Vacinas: para que temer algo que nos protege?

     A personagem Zé Gotinha ocupa, certamente, uma posição de destaque entre as figuras mais icônicas da publicidade brasileira. Criada em 1986 pelo artista plástico Darlan Rosa, essa consiste no símbolo do Programa Nacional de Imunizações (PNI), em especial no que se refere à Campanha Nacional Contra a Poliomielite.

    A poliomielite - também conhecida como "paralisia infantil" - é uma doença causada pelo poliovírus (PV), o qual pode ser disseminado através do consumo de água e alimentos contaminados, bem como pelo contato com pacientes acometidos pela doença.  Entre possíveis sintomas, estão febre, dor de garganta, náuseas, vômitos e, em aproximadamente 1% dos infectados, paralisia nos membros inferiores

    A ideia de se criar um "mascote" surgiu na década de 1980, quando observou-se uma grande resistência à vacinação - não só por parte das crianças, como também de seus responsáveis -, o que, consequentemente, fez com que a incidência de casos de poliomielite aumentasse a níveis preocupantes. Felizmente, semelhante campanha teve resultados surpreendentes, de tal modo que o Brasil recebeu o certificado de eliminação da pólio em 1994.

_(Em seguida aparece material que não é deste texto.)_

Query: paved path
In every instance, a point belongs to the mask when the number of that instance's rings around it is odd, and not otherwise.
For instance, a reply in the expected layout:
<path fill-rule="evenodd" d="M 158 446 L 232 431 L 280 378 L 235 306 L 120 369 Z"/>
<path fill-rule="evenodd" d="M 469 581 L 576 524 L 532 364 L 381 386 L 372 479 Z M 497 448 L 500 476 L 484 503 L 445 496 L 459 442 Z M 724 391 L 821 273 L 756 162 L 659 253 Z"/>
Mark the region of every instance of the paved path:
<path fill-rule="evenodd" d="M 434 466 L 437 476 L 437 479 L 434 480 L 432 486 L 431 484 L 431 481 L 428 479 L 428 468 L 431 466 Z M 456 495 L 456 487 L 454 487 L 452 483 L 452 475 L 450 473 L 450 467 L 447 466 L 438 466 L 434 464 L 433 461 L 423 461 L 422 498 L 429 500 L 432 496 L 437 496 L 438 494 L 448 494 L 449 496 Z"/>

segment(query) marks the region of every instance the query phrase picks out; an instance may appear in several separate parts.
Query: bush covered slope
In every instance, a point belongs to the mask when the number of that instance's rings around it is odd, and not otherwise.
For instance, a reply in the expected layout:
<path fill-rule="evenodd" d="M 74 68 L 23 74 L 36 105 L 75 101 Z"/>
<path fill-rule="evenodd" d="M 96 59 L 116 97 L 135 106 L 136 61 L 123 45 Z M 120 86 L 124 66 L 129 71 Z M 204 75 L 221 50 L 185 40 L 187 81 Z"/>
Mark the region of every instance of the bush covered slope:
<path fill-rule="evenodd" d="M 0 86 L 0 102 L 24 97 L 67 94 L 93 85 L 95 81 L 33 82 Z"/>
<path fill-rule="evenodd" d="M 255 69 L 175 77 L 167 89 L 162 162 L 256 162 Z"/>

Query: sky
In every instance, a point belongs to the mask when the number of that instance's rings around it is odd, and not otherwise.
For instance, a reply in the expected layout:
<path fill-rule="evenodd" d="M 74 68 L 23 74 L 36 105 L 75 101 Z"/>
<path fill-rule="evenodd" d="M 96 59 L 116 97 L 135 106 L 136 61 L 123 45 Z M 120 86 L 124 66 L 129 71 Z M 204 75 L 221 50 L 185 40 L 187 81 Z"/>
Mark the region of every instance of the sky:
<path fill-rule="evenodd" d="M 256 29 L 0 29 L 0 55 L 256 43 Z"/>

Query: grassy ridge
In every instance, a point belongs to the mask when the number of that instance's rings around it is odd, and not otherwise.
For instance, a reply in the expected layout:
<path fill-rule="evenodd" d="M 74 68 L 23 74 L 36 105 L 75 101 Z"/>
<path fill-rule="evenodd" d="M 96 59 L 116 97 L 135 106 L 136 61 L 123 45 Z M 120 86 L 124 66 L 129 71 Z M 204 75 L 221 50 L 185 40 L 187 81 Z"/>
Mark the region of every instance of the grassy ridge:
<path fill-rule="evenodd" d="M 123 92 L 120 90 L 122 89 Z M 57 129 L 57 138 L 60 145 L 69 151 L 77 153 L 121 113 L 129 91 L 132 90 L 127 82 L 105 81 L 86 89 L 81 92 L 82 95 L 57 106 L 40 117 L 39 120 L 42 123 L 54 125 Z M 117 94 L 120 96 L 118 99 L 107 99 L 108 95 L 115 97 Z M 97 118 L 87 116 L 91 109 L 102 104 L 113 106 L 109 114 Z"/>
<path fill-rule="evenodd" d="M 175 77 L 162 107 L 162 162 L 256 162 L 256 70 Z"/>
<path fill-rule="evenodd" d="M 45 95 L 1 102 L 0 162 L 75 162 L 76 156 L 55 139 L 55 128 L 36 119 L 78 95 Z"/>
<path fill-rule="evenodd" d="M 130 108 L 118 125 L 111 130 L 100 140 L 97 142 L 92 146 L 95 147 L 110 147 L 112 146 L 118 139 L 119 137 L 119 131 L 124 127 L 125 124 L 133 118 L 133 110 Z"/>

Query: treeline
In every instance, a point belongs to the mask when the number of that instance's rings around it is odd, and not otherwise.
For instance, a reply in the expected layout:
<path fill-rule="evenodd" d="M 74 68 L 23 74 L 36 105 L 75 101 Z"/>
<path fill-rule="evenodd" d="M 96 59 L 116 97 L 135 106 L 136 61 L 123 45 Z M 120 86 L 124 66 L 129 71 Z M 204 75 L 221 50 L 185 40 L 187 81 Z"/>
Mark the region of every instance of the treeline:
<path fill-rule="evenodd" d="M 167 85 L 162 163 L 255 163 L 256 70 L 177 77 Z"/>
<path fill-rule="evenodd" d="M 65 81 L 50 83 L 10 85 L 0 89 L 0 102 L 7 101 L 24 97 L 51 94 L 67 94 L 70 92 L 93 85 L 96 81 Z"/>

        Diante disso, haja vista o enorme sucesso dessa estratégia, a personagem Zé Gotinha foi, posteriormente, incorporada às campanhas de vacinação contra diversas outras doenças - como, por exemplo, de varíola e sarampo. Tal, por sua vez, foi feito através de sua participação em propagandas vinculadas ao Programa Nacional de Imunizações (PNI), mediante o qual a população brasileira tem acesso gratuito a todas as vacinas recomendadas pela Organização Mundial da Saúde (OMS). 

    Contudo, mesmo depois de resultados tão promissores, os índices de imunização - em praticamente todos os países - têm caído drasticamente. No caso do Brasil, uma das consequências mais evidentes desse fenômeno foi a ocorrência de surtos de sarampo na região Sudeste entre os anos de 2018 e 2020 - sendo que o país recebera, em 2016, o certificado de erradicação da doença. Ao meu ver, o aspecto mais problemático de semelhante situação reside no principal motivo do aumento da resistência à imunização: a desinformação.

(Vídeo criado pelo Ministério da Saúde em resposta ao surto de sarampo, bem como à baixa adesão à imunização contra a poliomielite, em 2018)

    Tendo isso em vista, a publicação desta semana teve como principal objetivo "desmistificar" o desenvolvimento - assim como os efeitos - das vacinas e, com isso, tentar contribuir para a divulgação de informações confiáveis e construtivas 📢

    A associação da vacinação ao autismo e as consequências catastróficas das 'fake news'

    A origem de tão grande desconfiança em relação às vacinas se deu em um polêmico "artigo cientifico" publicado na revista Lancet, no dia 26 de fevereiro de 1998. Nele, Andrew Wakefield apresentava os resultados de sua suposta pesquisa envolvendo um grupo de 12 crianças que apresentavam "comportamentos autistas", bem como uma "inflamação intestinal grave". Segundo ele, a única coisa que tais pacientes tinham em comum eram vestígios do vírus causador do sarampo, os quais seriam oriundos da vacina "tríplice viral" - responsável pela imunização contra o sarampo, caxumba e rubéola.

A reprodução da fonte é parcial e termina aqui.